Ref. Proc Natl Acad Sci U S A, 2009, 106, 7455-7460. [DOI no: 10.1073/pnas.0813029106]
PubMed id 19416920
Abstract
Fragment screens for new ligands have had wide success, notwithstanding their constraint to libraries of 1,000-10,000 molecules. Larger libraries would be addressable were molecular docking reliable for fragment screens, but this has not been widely accepted. To investigate docking's ability to prioritize fragments, a library of >137,000 such molecules were docked against the structure of beta-lactamase. Forty-eight fragments highly ranked by docking were acquired and tested; 23 had K(i) values ranging from 0.7 to 9.2 mM. X-ray crystal structures of the enzyme-bound complexes were determined for 8 of the fragments. For 4, the correspondence between the predicted and experimental structures was high (RMSD between 1.2 and 1.4 A), whereas for another 2, the fidelity was lower but retained most key interactions (RMSD 2.4-2.6 A). Two of the 8 fragments adopted very different poses in the active site owing to enzyme conformational changes. The 48% hit rate of the fragment docking compares very favorably with "lead-like" docking and high-throughput screening against the same enzyme.
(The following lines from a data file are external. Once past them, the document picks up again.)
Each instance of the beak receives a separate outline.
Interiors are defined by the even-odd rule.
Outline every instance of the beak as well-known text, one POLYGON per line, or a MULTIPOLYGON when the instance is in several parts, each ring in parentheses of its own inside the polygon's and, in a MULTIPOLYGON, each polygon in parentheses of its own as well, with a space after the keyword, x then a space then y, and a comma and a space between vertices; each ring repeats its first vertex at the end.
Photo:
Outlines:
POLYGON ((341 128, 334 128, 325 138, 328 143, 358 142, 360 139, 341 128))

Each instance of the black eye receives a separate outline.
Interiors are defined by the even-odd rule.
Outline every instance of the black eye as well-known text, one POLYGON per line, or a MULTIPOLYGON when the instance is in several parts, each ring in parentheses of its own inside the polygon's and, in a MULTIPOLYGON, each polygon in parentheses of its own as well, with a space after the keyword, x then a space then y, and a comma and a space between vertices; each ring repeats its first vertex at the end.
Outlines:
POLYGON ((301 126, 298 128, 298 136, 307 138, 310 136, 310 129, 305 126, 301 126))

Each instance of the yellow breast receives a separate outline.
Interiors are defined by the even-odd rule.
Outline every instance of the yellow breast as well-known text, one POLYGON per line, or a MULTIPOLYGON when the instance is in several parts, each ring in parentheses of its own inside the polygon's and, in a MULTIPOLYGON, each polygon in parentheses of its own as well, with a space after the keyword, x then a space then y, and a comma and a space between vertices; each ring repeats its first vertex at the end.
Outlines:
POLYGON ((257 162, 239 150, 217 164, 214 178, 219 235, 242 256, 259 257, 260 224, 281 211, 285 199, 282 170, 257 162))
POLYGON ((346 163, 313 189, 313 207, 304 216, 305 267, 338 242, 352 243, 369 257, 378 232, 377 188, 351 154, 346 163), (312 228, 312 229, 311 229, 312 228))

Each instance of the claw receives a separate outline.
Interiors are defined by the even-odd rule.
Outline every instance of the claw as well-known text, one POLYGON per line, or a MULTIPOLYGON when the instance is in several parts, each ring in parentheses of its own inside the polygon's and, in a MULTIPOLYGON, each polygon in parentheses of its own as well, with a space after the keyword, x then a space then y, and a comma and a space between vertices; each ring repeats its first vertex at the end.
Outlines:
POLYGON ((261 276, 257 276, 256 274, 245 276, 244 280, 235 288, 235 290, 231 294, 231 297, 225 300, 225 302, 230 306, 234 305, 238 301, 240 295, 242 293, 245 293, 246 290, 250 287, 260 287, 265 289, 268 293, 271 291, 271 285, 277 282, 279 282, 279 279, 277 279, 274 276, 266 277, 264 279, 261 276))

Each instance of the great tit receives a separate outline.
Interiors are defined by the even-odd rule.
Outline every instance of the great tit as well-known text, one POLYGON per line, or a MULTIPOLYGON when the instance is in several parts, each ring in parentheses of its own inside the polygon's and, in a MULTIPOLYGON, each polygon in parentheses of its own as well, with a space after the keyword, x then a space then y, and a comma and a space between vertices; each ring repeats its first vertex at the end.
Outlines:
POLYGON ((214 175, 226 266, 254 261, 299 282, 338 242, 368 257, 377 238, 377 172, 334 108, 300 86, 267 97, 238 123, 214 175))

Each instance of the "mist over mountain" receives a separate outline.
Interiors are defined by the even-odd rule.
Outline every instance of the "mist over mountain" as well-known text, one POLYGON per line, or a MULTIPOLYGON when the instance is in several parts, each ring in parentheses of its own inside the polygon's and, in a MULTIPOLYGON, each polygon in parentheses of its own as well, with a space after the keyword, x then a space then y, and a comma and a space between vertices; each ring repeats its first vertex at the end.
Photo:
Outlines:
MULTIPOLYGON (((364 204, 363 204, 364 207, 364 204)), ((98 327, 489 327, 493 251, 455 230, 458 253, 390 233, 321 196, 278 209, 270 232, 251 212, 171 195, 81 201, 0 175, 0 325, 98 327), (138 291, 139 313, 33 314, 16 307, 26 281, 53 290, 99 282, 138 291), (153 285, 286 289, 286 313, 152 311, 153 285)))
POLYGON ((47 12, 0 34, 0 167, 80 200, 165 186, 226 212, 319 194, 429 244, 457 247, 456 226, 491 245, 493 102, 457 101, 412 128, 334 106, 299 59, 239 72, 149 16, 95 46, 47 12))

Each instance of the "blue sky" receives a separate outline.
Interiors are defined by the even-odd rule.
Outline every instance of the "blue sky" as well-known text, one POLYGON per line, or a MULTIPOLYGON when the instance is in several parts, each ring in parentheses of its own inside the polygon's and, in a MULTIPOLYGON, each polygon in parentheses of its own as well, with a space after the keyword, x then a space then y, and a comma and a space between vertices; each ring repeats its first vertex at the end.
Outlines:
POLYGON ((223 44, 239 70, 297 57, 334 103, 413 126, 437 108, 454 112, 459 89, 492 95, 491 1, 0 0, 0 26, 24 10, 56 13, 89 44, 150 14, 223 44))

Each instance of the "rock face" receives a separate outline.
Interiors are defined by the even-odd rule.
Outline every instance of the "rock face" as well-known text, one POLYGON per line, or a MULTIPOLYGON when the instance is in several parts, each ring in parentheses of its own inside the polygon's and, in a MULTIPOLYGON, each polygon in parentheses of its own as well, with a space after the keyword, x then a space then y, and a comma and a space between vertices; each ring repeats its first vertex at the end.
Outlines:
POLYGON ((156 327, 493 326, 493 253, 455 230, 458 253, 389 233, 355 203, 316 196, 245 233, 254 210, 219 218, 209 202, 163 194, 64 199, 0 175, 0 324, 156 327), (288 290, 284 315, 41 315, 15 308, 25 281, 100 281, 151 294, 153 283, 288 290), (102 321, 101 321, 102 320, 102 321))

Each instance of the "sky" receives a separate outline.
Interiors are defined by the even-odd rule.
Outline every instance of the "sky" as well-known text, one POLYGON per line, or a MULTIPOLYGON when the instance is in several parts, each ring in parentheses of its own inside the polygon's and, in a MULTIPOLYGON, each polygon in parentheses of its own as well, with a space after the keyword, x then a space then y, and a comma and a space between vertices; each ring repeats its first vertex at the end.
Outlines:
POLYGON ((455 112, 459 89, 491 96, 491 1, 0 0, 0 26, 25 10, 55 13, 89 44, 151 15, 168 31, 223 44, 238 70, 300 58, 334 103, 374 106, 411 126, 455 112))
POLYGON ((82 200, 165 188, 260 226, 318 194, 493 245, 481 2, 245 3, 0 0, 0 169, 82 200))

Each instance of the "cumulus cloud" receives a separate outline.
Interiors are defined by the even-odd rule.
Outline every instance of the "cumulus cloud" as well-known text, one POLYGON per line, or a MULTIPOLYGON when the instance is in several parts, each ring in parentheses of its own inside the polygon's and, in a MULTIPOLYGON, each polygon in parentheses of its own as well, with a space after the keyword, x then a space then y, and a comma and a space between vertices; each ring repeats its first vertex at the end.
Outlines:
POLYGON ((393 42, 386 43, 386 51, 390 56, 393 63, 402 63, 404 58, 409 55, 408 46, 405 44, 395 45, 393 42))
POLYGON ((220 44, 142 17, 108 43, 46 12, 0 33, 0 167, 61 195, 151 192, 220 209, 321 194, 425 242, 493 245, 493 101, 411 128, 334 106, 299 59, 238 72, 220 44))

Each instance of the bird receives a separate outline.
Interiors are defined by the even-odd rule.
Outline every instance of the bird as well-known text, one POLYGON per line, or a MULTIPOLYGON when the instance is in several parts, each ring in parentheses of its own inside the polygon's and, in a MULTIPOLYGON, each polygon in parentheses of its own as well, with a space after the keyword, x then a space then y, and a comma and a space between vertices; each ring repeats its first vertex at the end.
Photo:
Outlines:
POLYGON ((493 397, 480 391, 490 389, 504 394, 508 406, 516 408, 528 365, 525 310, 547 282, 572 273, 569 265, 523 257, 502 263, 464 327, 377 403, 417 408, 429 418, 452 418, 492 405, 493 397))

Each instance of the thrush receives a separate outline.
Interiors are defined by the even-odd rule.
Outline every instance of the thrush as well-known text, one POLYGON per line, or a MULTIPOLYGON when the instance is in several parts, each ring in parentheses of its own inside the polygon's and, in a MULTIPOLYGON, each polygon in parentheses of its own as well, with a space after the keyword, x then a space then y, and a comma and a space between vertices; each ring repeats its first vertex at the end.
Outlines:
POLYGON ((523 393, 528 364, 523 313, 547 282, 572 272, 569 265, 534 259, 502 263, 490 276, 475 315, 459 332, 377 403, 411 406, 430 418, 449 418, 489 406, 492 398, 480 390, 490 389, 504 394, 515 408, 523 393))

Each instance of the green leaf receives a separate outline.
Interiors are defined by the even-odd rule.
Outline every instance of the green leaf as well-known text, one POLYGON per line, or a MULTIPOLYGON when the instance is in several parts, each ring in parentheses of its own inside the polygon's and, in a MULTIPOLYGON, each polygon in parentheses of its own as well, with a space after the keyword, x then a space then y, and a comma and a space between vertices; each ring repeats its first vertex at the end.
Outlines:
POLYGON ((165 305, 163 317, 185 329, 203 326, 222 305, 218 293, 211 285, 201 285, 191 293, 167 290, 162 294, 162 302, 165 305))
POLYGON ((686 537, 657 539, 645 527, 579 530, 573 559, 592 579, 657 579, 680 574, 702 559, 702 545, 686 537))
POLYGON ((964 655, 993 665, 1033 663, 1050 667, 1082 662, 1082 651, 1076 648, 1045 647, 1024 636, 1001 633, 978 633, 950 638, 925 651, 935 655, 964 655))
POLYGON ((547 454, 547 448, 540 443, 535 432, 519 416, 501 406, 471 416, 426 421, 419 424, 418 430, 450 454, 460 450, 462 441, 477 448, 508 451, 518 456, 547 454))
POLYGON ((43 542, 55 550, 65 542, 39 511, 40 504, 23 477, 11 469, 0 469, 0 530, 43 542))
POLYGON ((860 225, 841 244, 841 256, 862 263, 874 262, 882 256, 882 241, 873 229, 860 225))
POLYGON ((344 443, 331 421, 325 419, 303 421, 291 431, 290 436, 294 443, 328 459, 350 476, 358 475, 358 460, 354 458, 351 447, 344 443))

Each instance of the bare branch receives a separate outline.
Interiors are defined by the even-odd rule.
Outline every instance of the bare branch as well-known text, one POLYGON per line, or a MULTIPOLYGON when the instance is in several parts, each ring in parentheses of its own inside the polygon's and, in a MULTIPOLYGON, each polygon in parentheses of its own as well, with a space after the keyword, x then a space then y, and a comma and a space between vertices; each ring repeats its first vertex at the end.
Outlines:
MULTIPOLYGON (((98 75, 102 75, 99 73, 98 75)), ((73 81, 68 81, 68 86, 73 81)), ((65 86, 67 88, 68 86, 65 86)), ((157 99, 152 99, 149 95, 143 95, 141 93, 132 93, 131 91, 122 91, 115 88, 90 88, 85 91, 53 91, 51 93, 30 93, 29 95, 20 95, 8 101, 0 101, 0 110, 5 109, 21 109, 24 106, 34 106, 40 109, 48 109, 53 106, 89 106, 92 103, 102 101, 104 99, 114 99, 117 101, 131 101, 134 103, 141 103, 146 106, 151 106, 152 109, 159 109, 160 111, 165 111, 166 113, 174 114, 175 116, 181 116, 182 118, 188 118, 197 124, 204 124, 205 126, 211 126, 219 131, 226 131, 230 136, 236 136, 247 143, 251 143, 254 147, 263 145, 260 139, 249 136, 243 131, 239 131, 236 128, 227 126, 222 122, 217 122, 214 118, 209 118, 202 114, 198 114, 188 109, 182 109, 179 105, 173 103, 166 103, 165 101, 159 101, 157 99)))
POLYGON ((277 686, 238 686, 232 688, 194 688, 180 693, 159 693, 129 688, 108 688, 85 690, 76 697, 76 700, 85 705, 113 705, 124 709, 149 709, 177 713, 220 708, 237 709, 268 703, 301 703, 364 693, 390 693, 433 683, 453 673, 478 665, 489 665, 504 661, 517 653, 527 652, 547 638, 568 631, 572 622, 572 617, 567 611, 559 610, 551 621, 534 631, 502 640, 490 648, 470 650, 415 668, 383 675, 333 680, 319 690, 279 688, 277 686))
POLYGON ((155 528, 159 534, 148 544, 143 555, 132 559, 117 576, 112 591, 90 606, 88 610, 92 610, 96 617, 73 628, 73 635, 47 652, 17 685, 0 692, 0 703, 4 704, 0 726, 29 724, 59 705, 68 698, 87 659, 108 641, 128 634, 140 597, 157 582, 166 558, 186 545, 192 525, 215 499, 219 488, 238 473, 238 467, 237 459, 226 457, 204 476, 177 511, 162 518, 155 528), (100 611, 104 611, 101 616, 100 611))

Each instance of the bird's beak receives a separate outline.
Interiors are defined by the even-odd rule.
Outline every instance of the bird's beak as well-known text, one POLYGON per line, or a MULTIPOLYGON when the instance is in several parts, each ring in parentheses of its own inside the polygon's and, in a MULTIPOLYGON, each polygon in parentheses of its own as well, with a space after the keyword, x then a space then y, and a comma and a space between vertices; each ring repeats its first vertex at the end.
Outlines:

To understand this, we investigated the occurrence of the fragment scaffolds among larger, lead-like molecules. Approximately 1% of commercially available fragments contain these inhibitors whereas only 10(-7)% of lead-like molecules do. This suggests that many more chemotypes and combinations of chemotypes are present among fragments than are available among lead-like molecules, contributing to the higher hit rates. The ability of docking to prioritize these fragments suggests that the technique can be used to exploit the better chemotype coverage that exists at the fragment level.
Figure 1.
Overlay of docked pose (green) and crystallographic pose (orange) for 8 of the fragment inhibitors prioritized by docking. The compounds shown are: 8 (A), 20 (B), 21 (C), 1 (D), 12 (E), 22 (F), 3 (G), and 5 (H). The final 2F[o]-F[c] maps contoured at 1σ are shown for A–E, G, and H. Compound 22, although discovered as part of the docking screen described here, was reported previously and no density is shown for it (24).
Figure 2.
Illustration of fragment substructures and their expansions with side chains. (A) The fragment (red, Left) is a substructure of the larger lead-like compound (Right). (B) The number of attachment points on the fragment scaffold (A[1] to A[7]) and on the example side chain (A[1]) was determined by generating smiles strings of each and identifying the number of hydrogen atoms. Each decoration was allowed only 1 attachment point at a time (excluding ring closing within the fragment). The possible number of lead-like expansions (≤25 HAC) that could be formed by combining each decoration to attachment points on the 23 fragment scaffolds was calculated analytically by using Eq. 3. (C) Structures of the different kinds of symmetry elements seen in the fragments. In each case, the symmetrical attachment points (e.g., A1 and A2, C1, C2, and C3) were collapsed into a single attachment point (e.g., A1 and A2 count as only 1 attachment point). These provided a lower limit for the possible number of compounds that contain the fragments as substructures. The upper limit is calculated by assuming each attachment point is unique (no symmetry).